Ada dua alasan mengapa seseorang atau sekelompok orang mengungsi. Pertama, karena bencana alam. Kedua, karena bencana sosial.
Yang pertama cukup mudah untuk dibayangkan. Misalnya, di suatu daerah perbukitan yang batuan dasarnya tersusun dari kapur mengalami amblasan tanah akibat diterjang hujan deras selama berhari-hari. Perkampungan yang berderet di lereng bukit itu runtuh, rumah hancur, harta benda lenyap, sebagian orang mati terkubur. Sisanya, yang tidak terjebak longsoran tanah, mesti pergi ke tempat lain—khawatir tanah yang mereka pijak akan kembali amblas.
Yang kedua, yakni bencana sosial, bisa kita ambil contoh sekelompok teroris yang memasang bom waktu di suatu daerah. Motif seorang teroris bukanlah membunuh, melainkan menebar ketakutan, teror, dan membuat orang-orang panik atau tercerai-berai. Bila pada akhirnya ada korban jiwa dari bom waktu itu, maka itu hanyalah “pemanis”.
Bencana sosial yang lain seperti perang antarnegara atau antarkelompok sama-sama menebar teror yang membuat suatu wilayah menjadi tidak aman dan tidak menenangkan. Mau tidak mau, orang-orang yang ingin hidupnya aman harus pergi, dengan kata lain mengungsi.
Baca juga:
Ketika berbicara mengenai pengungsian, saya ingin membincangkan isu ini melalui buku puisi berjudul Suara dari Pengungsian karya Nissa Rengganis. Buku ini diterbitkan pada tahun 2022 dengan tema yang menukik pada perbincangan mengenai pengungsian dan dimensi lain yang berkelindan di antaranya. Meski Suara dari Pengungsian merupakan buku puisi, ia juga memuat banyak potret para pengungsi—yang juga mengingatkan saya pada bentuk buku puisi Tirani dan Benteng karya Taufiq Ismail. Di sana, kita disuguhkan berbagai potret mengenai aksi demonstrasi mahasiswa melawan otokrasi rezim Soeharto.
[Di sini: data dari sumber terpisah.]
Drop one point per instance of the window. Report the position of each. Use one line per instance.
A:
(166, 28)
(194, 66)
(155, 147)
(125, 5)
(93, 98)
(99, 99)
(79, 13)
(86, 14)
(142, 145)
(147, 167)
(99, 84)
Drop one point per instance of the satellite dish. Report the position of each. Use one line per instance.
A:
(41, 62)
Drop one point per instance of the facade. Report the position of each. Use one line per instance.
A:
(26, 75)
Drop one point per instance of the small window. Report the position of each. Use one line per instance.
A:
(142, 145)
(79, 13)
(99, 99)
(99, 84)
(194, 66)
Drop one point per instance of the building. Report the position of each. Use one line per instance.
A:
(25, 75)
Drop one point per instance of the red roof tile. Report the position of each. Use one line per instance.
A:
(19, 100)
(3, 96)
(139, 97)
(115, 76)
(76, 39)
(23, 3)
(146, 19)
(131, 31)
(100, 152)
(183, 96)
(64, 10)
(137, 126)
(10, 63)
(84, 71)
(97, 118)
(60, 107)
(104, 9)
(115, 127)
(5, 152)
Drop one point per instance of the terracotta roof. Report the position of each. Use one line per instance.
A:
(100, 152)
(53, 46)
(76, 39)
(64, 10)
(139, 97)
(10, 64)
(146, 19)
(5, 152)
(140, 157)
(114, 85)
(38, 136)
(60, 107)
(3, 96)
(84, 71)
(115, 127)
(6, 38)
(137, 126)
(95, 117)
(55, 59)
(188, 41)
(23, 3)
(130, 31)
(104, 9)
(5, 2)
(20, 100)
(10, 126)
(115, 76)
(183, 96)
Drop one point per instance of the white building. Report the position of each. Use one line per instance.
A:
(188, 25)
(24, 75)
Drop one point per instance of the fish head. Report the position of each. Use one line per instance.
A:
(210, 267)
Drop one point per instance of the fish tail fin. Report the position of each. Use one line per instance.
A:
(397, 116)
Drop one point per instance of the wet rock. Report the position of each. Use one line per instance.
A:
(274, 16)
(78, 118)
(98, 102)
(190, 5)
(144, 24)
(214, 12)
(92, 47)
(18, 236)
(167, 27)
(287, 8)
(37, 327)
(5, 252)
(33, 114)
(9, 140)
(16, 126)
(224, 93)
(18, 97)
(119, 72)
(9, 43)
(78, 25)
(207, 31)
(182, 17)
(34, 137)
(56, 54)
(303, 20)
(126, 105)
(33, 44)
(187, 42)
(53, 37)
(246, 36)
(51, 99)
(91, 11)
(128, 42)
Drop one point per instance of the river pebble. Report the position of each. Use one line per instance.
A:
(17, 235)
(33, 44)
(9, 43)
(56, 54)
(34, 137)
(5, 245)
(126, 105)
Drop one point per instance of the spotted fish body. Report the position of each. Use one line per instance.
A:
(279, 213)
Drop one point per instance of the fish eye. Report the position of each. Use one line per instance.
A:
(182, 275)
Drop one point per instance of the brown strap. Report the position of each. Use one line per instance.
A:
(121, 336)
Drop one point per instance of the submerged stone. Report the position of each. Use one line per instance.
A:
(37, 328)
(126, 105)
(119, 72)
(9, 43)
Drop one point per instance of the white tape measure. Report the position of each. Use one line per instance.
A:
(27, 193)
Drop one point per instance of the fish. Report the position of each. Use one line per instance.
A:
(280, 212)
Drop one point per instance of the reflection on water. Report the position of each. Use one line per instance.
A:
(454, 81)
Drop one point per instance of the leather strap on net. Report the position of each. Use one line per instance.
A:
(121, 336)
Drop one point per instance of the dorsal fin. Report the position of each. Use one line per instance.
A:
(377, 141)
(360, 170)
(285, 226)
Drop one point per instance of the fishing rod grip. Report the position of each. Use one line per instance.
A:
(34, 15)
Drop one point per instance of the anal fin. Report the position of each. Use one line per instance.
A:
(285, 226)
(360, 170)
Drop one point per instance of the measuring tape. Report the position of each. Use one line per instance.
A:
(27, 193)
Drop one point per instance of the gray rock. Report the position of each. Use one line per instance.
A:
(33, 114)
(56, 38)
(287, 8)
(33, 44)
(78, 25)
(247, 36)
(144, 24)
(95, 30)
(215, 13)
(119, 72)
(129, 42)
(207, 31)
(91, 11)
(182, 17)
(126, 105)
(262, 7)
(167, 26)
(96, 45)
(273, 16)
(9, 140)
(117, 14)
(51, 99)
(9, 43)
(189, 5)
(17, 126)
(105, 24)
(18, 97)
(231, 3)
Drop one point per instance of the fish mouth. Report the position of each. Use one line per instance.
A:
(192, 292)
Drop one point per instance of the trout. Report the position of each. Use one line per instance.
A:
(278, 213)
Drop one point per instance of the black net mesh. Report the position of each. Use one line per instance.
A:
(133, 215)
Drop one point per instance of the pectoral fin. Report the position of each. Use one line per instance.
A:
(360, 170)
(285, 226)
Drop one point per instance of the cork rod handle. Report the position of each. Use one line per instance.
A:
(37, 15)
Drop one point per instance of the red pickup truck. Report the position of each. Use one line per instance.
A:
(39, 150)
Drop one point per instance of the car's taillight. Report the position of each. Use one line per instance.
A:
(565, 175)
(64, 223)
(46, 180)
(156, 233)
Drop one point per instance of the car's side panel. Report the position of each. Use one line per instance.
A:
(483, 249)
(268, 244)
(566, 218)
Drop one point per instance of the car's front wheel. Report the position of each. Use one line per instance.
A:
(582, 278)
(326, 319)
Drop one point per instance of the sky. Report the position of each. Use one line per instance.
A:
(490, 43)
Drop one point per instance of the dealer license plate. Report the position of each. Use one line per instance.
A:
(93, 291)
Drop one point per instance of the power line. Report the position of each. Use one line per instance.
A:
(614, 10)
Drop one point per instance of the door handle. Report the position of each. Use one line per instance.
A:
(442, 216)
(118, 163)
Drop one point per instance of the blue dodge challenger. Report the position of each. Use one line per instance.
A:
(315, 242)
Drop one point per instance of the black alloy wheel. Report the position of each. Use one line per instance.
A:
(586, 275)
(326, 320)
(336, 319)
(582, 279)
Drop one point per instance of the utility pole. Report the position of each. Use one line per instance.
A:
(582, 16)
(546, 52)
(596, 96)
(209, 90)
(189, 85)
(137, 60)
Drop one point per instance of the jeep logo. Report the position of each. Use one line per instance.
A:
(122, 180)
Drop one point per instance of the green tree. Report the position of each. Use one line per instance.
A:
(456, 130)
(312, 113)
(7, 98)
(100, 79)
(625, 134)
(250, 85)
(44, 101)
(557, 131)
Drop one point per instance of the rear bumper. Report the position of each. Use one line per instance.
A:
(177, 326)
Berangkat dari itu, saya hendak menyebut Suara dari Pengungsian sebagai album foto. Sekurang-kurangnya, dalam buku ini ada dua jenis foto: (1) foto berbentuk gambar dan (2) foto berbentuk teks, tepatnya puisi. Keduanya sama-sama menyajikan peristiwa tertentu, yang abstrak maupun yang konkret—dan, tentu saja, emosional. Penulis sendiri kadang menjadi mata subjek yang memandang suatu peristiwa, tetapi dalam konteks, ruang, dan waktu yang lain ia melebur menjadi bagian dari peristiwa yang ia potret.
Duka tersimpan
Pada puing-puing yang diruntuhkan
(Dari baris sajak Byblos, hal. 4)
Ada yang abstrak, tetapi diperlakukan seolah-seolah konkret. “Duka disimpan” seolah-olah duka adalah sandal, suatu benda yang dapat dipindahkan. Ada pula yang konkret, yang menubuh seperti “puing-puing yang diruntuhkan”. Bangunan-bangunan fisik diluluh-lantakkan dengan sengaja karena berbagai alasan atau kepentingan—atau, dengan kata lain, syahwat yang destruktif.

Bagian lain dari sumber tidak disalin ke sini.